In this case we are going to forget to include background model.   To do that we are going to construct the cost function using just the Gaussian instead of the full model.

In [None]:
bad_cost_func = cost_func(cutout_flux, Gauss, cutout_wl)

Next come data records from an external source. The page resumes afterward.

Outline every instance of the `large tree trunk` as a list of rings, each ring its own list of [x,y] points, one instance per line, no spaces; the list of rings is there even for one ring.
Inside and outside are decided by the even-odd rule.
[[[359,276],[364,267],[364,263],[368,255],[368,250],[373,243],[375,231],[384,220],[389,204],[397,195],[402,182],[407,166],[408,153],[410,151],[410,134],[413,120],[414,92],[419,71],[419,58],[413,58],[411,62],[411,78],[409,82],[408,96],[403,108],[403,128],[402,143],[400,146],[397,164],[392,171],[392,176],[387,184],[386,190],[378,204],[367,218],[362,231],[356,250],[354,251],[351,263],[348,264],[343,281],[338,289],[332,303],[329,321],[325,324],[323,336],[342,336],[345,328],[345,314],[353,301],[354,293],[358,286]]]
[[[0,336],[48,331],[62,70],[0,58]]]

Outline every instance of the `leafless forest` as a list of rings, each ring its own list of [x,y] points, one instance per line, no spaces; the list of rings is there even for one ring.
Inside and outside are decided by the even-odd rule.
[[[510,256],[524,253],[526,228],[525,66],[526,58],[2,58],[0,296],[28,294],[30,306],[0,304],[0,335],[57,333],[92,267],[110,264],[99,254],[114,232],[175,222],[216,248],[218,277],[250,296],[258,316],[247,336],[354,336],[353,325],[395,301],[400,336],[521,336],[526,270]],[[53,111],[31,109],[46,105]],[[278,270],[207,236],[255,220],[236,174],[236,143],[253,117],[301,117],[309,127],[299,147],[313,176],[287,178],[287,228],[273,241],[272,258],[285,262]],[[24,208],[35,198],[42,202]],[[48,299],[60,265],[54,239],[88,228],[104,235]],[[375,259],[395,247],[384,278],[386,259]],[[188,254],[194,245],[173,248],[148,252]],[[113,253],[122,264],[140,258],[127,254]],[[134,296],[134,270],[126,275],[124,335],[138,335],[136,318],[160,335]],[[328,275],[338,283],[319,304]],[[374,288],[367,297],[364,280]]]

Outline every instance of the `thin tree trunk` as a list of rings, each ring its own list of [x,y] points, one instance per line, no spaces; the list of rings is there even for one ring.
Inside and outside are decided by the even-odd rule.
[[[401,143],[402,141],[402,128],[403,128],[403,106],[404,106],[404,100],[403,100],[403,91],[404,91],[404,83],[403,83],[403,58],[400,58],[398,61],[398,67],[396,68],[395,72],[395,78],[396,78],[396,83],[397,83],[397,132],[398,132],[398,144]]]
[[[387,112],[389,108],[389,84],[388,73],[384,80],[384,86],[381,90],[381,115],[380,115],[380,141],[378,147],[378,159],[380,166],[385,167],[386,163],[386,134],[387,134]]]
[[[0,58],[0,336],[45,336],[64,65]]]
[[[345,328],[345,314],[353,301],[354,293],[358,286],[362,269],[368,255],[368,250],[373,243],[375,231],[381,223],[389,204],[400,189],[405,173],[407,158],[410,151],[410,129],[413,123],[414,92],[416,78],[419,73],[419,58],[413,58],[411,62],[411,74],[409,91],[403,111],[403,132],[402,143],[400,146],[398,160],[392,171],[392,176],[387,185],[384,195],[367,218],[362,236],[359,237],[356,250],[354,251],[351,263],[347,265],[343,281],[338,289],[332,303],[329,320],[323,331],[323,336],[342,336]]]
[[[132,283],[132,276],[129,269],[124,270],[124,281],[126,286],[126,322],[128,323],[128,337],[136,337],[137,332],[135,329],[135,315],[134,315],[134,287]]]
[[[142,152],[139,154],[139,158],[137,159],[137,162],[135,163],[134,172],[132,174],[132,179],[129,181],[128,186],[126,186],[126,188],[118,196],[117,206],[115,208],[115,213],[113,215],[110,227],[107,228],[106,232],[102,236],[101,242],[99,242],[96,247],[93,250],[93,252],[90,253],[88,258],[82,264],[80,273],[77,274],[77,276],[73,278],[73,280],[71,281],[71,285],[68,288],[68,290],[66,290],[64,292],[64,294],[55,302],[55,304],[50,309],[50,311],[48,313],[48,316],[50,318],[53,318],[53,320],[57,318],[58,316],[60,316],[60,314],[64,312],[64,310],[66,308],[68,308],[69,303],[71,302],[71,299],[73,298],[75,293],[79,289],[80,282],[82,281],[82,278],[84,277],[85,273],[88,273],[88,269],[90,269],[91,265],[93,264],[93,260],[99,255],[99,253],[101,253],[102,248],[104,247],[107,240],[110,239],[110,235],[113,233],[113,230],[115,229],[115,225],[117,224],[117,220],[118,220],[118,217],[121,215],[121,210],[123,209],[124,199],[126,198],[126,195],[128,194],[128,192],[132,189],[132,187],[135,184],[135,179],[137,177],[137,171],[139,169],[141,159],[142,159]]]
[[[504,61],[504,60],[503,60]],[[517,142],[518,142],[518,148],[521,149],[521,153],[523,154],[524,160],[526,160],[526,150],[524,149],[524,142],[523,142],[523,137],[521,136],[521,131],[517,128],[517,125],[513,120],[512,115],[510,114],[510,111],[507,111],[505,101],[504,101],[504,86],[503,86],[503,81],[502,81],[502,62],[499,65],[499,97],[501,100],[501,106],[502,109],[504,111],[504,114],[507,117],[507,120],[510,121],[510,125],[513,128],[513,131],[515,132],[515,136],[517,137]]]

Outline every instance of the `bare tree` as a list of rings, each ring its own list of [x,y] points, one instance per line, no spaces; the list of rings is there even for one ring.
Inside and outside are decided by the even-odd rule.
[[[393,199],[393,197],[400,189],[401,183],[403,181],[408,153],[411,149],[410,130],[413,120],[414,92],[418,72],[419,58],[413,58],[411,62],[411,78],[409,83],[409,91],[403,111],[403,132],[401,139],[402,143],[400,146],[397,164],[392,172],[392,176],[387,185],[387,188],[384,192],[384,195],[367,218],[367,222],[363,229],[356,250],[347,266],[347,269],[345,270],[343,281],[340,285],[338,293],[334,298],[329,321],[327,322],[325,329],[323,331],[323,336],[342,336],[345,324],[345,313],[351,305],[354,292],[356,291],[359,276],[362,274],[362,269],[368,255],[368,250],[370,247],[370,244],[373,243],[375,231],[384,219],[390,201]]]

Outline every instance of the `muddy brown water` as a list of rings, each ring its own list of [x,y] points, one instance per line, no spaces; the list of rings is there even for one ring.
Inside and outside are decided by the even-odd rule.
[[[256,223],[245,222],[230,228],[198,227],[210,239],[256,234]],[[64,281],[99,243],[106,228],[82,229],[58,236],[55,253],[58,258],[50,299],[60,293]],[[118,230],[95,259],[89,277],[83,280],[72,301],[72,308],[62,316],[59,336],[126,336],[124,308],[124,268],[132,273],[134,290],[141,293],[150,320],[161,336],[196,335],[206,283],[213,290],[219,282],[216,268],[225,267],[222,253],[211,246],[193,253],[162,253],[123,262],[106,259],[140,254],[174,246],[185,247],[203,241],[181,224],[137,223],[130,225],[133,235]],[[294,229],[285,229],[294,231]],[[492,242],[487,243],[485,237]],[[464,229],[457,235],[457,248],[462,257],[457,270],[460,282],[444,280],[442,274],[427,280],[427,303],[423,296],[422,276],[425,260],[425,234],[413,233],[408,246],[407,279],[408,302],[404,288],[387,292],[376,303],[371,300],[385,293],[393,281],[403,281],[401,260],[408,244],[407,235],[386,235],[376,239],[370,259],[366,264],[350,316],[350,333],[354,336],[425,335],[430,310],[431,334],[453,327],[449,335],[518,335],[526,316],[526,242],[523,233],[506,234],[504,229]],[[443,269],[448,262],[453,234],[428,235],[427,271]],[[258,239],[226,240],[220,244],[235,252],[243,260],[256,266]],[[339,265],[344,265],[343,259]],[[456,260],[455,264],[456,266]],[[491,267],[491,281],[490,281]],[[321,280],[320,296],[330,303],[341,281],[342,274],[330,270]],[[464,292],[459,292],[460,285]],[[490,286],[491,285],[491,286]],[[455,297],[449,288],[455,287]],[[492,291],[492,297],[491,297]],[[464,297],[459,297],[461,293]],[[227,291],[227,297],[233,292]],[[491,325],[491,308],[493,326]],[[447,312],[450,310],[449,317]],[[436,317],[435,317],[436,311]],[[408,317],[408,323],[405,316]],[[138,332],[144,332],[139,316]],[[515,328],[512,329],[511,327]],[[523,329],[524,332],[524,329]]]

init_pars_bad = (prefact_0, mu_0, sigma_0)
model_fit_bad = Gauss(cutout_wl, *init_pars_bad)
plt.plot(cutout_wl, cutout_flux)
plt.plot(cutout_wl, model_fit_bad)
plt.xlabel(r"$\lambda$ [nm]")
plt.ylabel("Flux [arcane units]")
plt.show()

In [None]:
result_bad = optimize.minimize(bad_cost_func, x0=np.array(init_pars_bad))
fit_pars_bad_1 = result_bad['x']
model_fit_bad = Gauss(cutout_wl, *fit_pars_bad_1)
plt.plot(cutout_wl, cutout_flux)
plt.plot(cutout_wl, model_fit_bad)
plt.xlabel(r"$\lambda$ [nm]")
plt.ylabel("Flux [arcane units]")
plt.show()

print("Best Fit ---------")
print(f"Line Intensity: {fit_pars_bad_1[0]:.1f} [arcane units]")
print(f"Line Peak: {fit_pars_bad_1[1]:.4f} [nm]")
print(f"Line Width: {fit_pars_bad_1[2]:.4f} [nm]")

### Questions for discussion

#### 6.1 How would you interpret the fit result?  Do the parameters make sense?  What might have happened?  Don't worry if you aren't sure; just guess.

### How to do a bad fit, version 2, using bad initial parameters.

In this case we are going to pick bad values for our initial guess.


In [None]:
prefact_0 = 240.
mu_0 = 505.8
sigma_0 = 0.25
offset_0 = 60
slope_0 = 0

init_pars_bad_2 = (prefact_0, mu_0+2.0, sigma_0, offset_0, slope_0)
model_fit_bad = model_func(cutout_wl, *init_pars_bad_2)

plt.plot(cutout_wl, cutout_flux, label='data')
plt.plot(cutout_wl, model_fit_bad, label='model')
plt.xlabel(r"$\lambda$ [nm]")
plt.ylabel("Flux [arcane units]")
plt.legend()
plt.show()

In [None]:
result_bad_2 = optimize.minimize(our_cost_func, x0=np.array(init_pars_bad_2))
fit_pars_bad_2 = result_bad_2['x']
model_fit_bad_2 = model_func(cutout_wl, *fit_pars_bad_2)

plt.plot(cutout_wl, cutout_flux)
plt.plot(cutout_wl, model_fit_bad_2)
plt.xlabel(r"$\lambda$ [nm]")
plt.ylabel("Flux [arcane units]")
plt.show()

print("Best Fit ---------")
print(f"Line Intensity: {fit_pars_bad_2[0]:.1f} [arcane units]")
print(f"Line Peak: {fit_pars_bad_2[1]:.4f} [nm]")
print(f"Line Width: {fit_pars_bad_2[2]:.4f} [nm]")
print(f"Background at 500 nm: {fit_pars_bad_2[3]:.2f} [arcane units]")
print(f"Background slope: {fit_pars_bad_2[4]:.2f} [arcane_units / nm]")

### Questions for discussion

#### 7.1 What happened?  How would you interpret the fit result?  Do the parameters make sense?

#### 7.2 Try to guess about why we got this result.  What might have happened?  Don't worry if you aren't sure.  Just guess.

#### 7.3 This illustrates that it is often important to start with a reasonable initial guess.  If we were fitting millions of spectra, we would want the program to make the initial guess instead of having to do it by hand.   How might you make an initial guess for the a) Line Peak, b) the Line Width, c) the Background at 500 nm, d) the Background slope?